Sarah Courbier, first author of “Mechanisms of far-red light-mediated dampening of defense against Botrytis cinerea in tomato leaves”
Current Position: Postdoctoral researcher in the Horticulture and Product Physiology (HPP) group at Wageningen University and Research, The Netherlands.
Education: BSc and MSc in plant bioscience from the University of Toulouse III (France), PhD degree from Utrecht University (The Netherlands).
Non-scientific Interests: I enjoy travelling, reading (thrillers and murder mystery novels) and cooking. I also love puzzles, escape games and word games.

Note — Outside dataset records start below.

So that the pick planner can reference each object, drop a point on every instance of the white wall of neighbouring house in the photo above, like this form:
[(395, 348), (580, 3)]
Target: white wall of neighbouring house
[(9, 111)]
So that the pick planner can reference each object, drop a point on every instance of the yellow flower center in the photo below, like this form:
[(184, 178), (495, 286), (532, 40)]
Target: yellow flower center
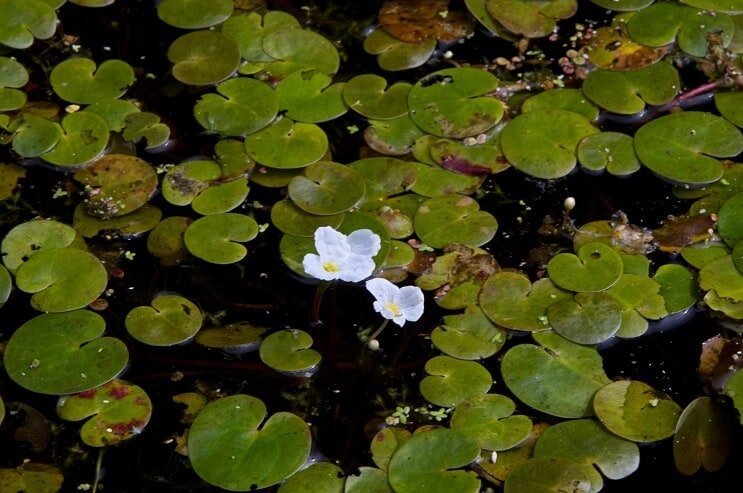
[(394, 309)]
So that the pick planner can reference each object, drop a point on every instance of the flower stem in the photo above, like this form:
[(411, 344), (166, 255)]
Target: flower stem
[(322, 286)]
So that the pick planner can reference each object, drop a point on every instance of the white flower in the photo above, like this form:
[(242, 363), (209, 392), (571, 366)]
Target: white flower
[(395, 303), (348, 258)]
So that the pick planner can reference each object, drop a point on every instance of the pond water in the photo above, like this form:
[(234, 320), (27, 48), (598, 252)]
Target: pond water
[(354, 392)]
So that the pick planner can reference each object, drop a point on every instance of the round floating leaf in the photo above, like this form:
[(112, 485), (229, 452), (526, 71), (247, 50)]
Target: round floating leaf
[(662, 23), (244, 107), (194, 14), (678, 286), (595, 268), (511, 301), (320, 477), (290, 219), (292, 50), (64, 353), (585, 441), (489, 420), (62, 279), (635, 411), (530, 19), (25, 239), (217, 238), (249, 29), (78, 81), (542, 143), (548, 475), (424, 463), (120, 410), (203, 57), (327, 188), (562, 99), (369, 480), (24, 20), (135, 223), (386, 442), (288, 351), (227, 449), (730, 106), (169, 320), (558, 377), (628, 92), (453, 102), (84, 138), (589, 318), (117, 184), (454, 219), (12, 76), (35, 136), (468, 336), (287, 145), (451, 381), (369, 96), (703, 438), (395, 55), (612, 151), (308, 96), (235, 338)]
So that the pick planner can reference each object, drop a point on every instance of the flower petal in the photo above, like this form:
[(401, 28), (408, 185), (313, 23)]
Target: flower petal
[(364, 242), (331, 244)]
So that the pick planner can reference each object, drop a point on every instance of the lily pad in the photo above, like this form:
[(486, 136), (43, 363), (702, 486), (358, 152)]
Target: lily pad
[(547, 475), (610, 151), (530, 19), (451, 381), (117, 184), (369, 96), (287, 145), (542, 143), (511, 301), (586, 441), (703, 437), (84, 138), (308, 96), (589, 318), (227, 449), (194, 14), (289, 351), (489, 419), (203, 57), (243, 107), (320, 477), (663, 23), (22, 21), (453, 102), (216, 238), (470, 335), (558, 377), (12, 76), (64, 353), (327, 188), (118, 411), (395, 55), (169, 320), (628, 92), (635, 411), (77, 80), (454, 219), (62, 279), (596, 267), (425, 463)]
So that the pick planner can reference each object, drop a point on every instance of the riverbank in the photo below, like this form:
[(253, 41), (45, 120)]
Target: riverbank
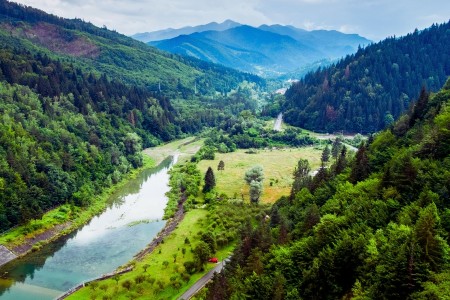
[(60, 221)]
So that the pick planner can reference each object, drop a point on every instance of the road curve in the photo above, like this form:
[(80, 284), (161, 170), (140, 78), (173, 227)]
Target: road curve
[(203, 281)]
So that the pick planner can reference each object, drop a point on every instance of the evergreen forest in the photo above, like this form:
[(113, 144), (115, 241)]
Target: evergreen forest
[(366, 91), (372, 226)]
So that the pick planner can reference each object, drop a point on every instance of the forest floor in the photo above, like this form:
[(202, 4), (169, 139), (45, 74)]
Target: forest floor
[(278, 165)]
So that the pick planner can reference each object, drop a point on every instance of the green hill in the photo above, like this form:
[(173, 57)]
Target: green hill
[(78, 103), (372, 226), (364, 91)]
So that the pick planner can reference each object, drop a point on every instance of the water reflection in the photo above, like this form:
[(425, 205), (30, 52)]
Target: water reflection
[(111, 239)]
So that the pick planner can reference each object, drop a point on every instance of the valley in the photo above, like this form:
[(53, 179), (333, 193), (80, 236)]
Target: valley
[(314, 161)]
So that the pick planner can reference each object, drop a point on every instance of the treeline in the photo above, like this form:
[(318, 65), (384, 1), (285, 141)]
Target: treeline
[(246, 131), (151, 114), (51, 154), (375, 226), (365, 91)]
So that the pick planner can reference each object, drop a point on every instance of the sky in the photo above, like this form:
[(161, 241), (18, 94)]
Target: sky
[(373, 19)]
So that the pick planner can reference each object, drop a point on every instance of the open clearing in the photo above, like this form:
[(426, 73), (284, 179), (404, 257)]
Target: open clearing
[(278, 168), (171, 252), (185, 148)]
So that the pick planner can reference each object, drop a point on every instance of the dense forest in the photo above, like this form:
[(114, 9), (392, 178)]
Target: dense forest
[(372, 226), (69, 130), (100, 50), (366, 91)]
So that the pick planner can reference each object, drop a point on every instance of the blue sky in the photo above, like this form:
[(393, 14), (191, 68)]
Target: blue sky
[(374, 19)]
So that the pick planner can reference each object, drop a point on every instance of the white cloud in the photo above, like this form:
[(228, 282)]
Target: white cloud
[(374, 19)]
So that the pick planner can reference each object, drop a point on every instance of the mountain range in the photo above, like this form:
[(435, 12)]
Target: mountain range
[(171, 32), (267, 50)]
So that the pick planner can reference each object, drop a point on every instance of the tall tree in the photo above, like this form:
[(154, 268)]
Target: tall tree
[(254, 178), (337, 145), (301, 177), (326, 154), (221, 166), (360, 170), (210, 181)]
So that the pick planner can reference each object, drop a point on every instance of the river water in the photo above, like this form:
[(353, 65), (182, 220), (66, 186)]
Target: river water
[(131, 221)]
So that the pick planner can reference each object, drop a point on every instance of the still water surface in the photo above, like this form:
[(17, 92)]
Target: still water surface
[(131, 221)]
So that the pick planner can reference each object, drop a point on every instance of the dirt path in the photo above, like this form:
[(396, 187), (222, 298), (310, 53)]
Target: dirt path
[(47, 235), (170, 226), (185, 148), (203, 281)]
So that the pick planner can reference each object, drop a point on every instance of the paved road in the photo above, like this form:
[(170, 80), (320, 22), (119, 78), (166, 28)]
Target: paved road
[(203, 281), (278, 121)]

Brief bio: Since I started to study plant biology, I have always been drawn to how plants can sense and adapt rapidly to changes in their environment and how to translate this knowledge to create more resilient crops in the future. Last year, I graduated from my PhD that I performed under the guidance of Prof. Ronald Pierik and Prof. Saskia van Wees at Utrecht University. My PhD project took part of a larger consortium aiming to reduce energy use in greenhouse systems by replacing conventional lighting by more efficient and sustainable light-emitting diodes (LEDs). My research focused on how tomato growth and immune responses could be affected by changes in the light environment experienced by the plant. We found that far-red light enrichment, typical signal for neighbour proximity and subsequent competition for light (e.g. in greenhouses where plants are grown very close together) could dampen jasmonic acid-mediated defence responses and elevate sugar levels in tomato leaves leading to increased susceptibility to the fungus. In December 2020, I started as a post-doctoral researcher in the Horticulture and Product Physiology group under the supervision of Prof. Leo Marcelis at Wageningen University and Research. Currently, I investigate the effect of LED lighting, temperature and nutrients on plant growth and nutritional quality of lettuce in indoor vertical farming systems (full LED conditions).